European shares were mixed late yesterday as gains in heavily-weighted oil stocks such as Shell helped offset a results-driven slump in consumer goods giant Unilever and a slide in Swiss Re.

London outperformed and reversed its losses from Thursday when other major markets were closed for a holiday and Wall Street shrugged off a weak US jobs report and pushed higher.

Some strategists suggested a "buy the dip" mentality was beginning to creep into the market. Investors put the war in Iraq behind them and dared assume the region's three-year bear market was finally over as shares recovered by around a fifth from March's six-year lows.

"The rally we have seen recently is broader and more sustainable than the previous four bear market rallies," said Bernd Meyer, European equity strategist at Deutsche Bank in Frankfurt.

For markets to push higher, though, investors needed to see improved economic data and a pickup in company profits - not just as a result of cost-cutting but as a result of higher sales, Meyer said.

By 1555 GMT, with only Frankfurt still open officially, the FTSE Eurotop 300 index of pan-European blue chips was up 0.4 per cent at 821 points after surging 10.4 per cent in April - its biggest monthly gain in almost six years.

The euro zone Euro Stoxx 50 index eased 0.3 per cent. London's FTSE 100 surged 1.9 per cent, Frankfurt's DAX rose 0.6 per cent, and the CAC-40 added 0.3 per cent in Paris.

Shares fell in Zurich, Madrid, Amsterdam, and the Nordic region.

The market eased back from three-month highs this week as the post-Iraq war rally sustained by encouraging US earnings data ran out of steam.

Next week could see markets consolidating further as investors negotiate yet more European company results and await clear evidence of a pickup in economic activity. However, potential interest rate cuts on both side of the Atlantic could generate some buying interest.

Shares in Anglo-Dutch Unilever dived 9.0 per cent after the world's third-largest food group reported a slim two per cent rise in first-quarter profits and said earnings and sales of its top brands fell short of its forecasts.

Bigger rival Nestle fell 2.2 per cent as investors worried over whether Unilever's experience was being replicated elsewhere in the food and beverage sector.

Shares in Swiss Re slipped 3.0 per cent after Merrill Lynch downgraded the stock to "neutral" from "buy" and following a newspaper report that it had held talks with General Electric about buying its life reinsurance operations.

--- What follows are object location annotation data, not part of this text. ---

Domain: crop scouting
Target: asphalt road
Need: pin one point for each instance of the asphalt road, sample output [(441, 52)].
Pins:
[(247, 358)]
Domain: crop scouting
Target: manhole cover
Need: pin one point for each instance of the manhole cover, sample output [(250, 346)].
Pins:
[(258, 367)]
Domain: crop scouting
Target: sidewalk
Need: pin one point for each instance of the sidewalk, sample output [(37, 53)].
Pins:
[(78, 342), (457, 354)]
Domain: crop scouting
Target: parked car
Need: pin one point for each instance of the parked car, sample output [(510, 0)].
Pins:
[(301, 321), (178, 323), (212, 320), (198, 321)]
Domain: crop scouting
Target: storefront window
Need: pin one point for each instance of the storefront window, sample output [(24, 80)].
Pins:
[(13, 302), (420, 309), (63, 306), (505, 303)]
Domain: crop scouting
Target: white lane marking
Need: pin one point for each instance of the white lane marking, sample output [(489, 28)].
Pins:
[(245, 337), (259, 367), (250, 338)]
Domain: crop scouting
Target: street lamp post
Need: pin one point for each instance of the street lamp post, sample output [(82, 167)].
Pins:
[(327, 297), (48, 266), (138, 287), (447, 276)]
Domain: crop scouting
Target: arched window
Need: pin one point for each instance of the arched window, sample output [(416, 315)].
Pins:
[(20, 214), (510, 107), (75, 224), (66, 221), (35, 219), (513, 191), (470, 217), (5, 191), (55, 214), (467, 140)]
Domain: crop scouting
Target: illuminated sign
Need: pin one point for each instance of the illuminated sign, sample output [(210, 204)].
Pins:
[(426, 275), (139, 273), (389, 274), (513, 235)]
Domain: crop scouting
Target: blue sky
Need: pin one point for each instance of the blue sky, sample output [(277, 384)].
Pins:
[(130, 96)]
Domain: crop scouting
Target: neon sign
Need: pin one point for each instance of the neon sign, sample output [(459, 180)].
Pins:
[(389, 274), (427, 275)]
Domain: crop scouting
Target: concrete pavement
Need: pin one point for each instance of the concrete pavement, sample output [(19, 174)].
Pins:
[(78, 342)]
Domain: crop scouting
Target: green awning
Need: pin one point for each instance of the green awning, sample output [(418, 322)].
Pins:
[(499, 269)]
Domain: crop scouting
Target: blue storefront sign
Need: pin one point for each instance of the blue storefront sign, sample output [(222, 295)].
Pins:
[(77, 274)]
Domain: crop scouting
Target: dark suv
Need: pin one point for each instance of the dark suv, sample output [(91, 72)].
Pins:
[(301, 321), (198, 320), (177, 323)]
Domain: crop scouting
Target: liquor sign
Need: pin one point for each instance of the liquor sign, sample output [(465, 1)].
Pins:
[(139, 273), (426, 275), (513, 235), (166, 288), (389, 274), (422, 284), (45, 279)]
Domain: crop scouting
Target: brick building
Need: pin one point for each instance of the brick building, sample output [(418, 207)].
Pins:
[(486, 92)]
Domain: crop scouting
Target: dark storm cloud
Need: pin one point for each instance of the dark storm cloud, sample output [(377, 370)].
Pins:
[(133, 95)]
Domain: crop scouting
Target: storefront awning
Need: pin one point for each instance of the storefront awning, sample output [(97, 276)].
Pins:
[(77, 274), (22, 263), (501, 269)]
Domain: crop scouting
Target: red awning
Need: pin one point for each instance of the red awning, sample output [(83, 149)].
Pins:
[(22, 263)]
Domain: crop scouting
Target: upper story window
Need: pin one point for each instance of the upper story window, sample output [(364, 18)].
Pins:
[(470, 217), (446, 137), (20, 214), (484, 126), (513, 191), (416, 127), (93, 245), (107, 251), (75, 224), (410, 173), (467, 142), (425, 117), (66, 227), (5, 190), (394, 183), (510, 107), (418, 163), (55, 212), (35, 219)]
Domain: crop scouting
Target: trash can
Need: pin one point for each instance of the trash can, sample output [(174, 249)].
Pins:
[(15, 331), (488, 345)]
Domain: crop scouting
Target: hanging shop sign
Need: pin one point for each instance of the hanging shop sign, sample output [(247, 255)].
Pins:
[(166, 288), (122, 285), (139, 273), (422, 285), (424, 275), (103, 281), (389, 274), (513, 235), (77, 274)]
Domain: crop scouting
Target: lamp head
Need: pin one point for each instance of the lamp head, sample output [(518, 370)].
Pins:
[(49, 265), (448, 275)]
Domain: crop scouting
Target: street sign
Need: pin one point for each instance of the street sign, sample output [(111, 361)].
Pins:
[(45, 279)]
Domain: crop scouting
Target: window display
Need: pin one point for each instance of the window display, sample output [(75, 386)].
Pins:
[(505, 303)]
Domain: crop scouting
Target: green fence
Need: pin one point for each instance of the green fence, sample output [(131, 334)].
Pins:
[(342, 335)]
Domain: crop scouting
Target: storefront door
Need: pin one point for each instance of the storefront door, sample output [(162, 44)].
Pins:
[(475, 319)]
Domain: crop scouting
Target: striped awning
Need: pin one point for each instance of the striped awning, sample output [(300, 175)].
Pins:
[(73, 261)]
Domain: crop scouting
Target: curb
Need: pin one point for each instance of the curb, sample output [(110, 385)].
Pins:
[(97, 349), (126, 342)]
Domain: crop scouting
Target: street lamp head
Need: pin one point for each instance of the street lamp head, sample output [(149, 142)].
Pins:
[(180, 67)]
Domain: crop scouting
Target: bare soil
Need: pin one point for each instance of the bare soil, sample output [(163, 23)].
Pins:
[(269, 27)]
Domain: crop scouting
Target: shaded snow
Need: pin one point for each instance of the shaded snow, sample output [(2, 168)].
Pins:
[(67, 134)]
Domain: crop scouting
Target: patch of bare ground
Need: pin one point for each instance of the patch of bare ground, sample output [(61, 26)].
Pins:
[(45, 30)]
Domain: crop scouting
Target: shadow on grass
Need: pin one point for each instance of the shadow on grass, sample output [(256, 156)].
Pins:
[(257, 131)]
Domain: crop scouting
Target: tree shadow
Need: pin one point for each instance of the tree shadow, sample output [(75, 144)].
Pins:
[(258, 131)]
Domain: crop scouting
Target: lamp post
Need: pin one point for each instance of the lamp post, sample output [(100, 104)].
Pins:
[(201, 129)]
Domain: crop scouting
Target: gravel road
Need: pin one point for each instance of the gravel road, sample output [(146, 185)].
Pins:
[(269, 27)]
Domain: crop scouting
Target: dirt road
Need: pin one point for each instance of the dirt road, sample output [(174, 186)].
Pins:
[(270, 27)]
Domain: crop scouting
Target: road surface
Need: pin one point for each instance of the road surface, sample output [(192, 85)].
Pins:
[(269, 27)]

Swiss Re declined to comment on the Wall Street Journal report.

Shares in Royal Dutch/Shell led the heavily-weighted oil sector higher with a 2.7 per cent gain in Amsterdam, after the Anglo-Dutch major reported record quarterly profit.

French rival TotalFinaElf jumped 3.4 per cent as investors looked for more of the same when it reports next week.

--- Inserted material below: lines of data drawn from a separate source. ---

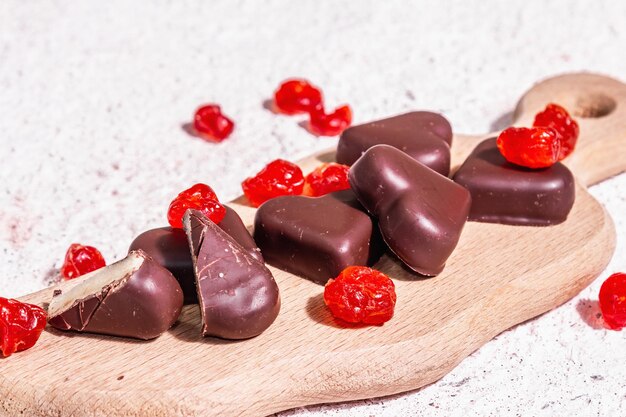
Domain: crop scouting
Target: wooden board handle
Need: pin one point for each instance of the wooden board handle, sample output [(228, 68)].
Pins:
[(599, 105)]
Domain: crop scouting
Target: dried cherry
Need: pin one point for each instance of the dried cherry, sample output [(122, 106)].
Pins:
[(326, 178), (558, 118), (361, 295), (81, 259), (211, 123), (297, 96), (535, 147), (199, 197), (613, 301), (21, 325), (276, 179)]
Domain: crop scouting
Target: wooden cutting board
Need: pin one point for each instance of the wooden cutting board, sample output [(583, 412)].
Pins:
[(497, 277)]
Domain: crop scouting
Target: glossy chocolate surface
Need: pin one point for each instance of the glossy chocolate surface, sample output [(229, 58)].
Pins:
[(238, 295), (170, 248), (316, 237), (425, 136), (509, 194), (421, 213), (142, 303)]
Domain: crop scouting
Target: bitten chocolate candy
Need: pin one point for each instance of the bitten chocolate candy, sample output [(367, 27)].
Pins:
[(135, 297), (424, 136), (509, 194), (421, 213), (238, 295), (316, 237), (170, 248)]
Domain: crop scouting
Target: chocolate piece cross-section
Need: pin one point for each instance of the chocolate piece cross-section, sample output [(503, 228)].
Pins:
[(238, 295), (316, 237), (509, 194), (423, 135), (420, 213), (135, 297), (170, 248)]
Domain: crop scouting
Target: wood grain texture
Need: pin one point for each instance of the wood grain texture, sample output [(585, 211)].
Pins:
[(498, 276)]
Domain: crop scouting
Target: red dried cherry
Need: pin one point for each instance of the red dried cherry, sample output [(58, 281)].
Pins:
[(330, 124), (325, 179), (211, 123), (558, 118), (21, 325), (297, 96), (81, 259), (278, 178), (361, 295), (199, 197), (613, 301), (535, 147)]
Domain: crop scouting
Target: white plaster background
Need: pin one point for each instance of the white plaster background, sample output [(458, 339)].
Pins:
[(93, 96)]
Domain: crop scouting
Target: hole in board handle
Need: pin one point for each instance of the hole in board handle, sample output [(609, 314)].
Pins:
[(594, 106)]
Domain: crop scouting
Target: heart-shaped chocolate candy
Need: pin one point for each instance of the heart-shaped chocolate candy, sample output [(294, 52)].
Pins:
[(510, 194), (424, 136), (316, 237), (420, 213)]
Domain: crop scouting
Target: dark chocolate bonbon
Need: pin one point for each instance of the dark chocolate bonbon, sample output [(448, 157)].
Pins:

Meanwhile, drug stocks sealed a week of strong results with further gains across the sector, with GlaxoSmithKline up 4.5 per cent. The banking and telecom sectors also gained ground.

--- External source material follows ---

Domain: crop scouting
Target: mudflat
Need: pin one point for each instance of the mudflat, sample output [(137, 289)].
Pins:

Shares in BBVA fell 1.3 per cent after investment bank JP Morgan downgraded its rating of the Spanish blue-chip bank to "underweight" from "neutral" after what it called weak first-quarter results.

Shares in Austrian beverage maker BBAG and its beer subsidiary Brau Union leapt by 29 per cent and 39 per cent respectively after Dutch brewing giant Heineken made a takeover offer valuing BBAG at some 1.9 billion euros including debt.

Shares in cash-hungry French engineering firm Alstom leapt 24 per cent, spurred by talk it may clinch a major contract to rebuild faulty British trains and on hopes of speedy and lucrative asset sales.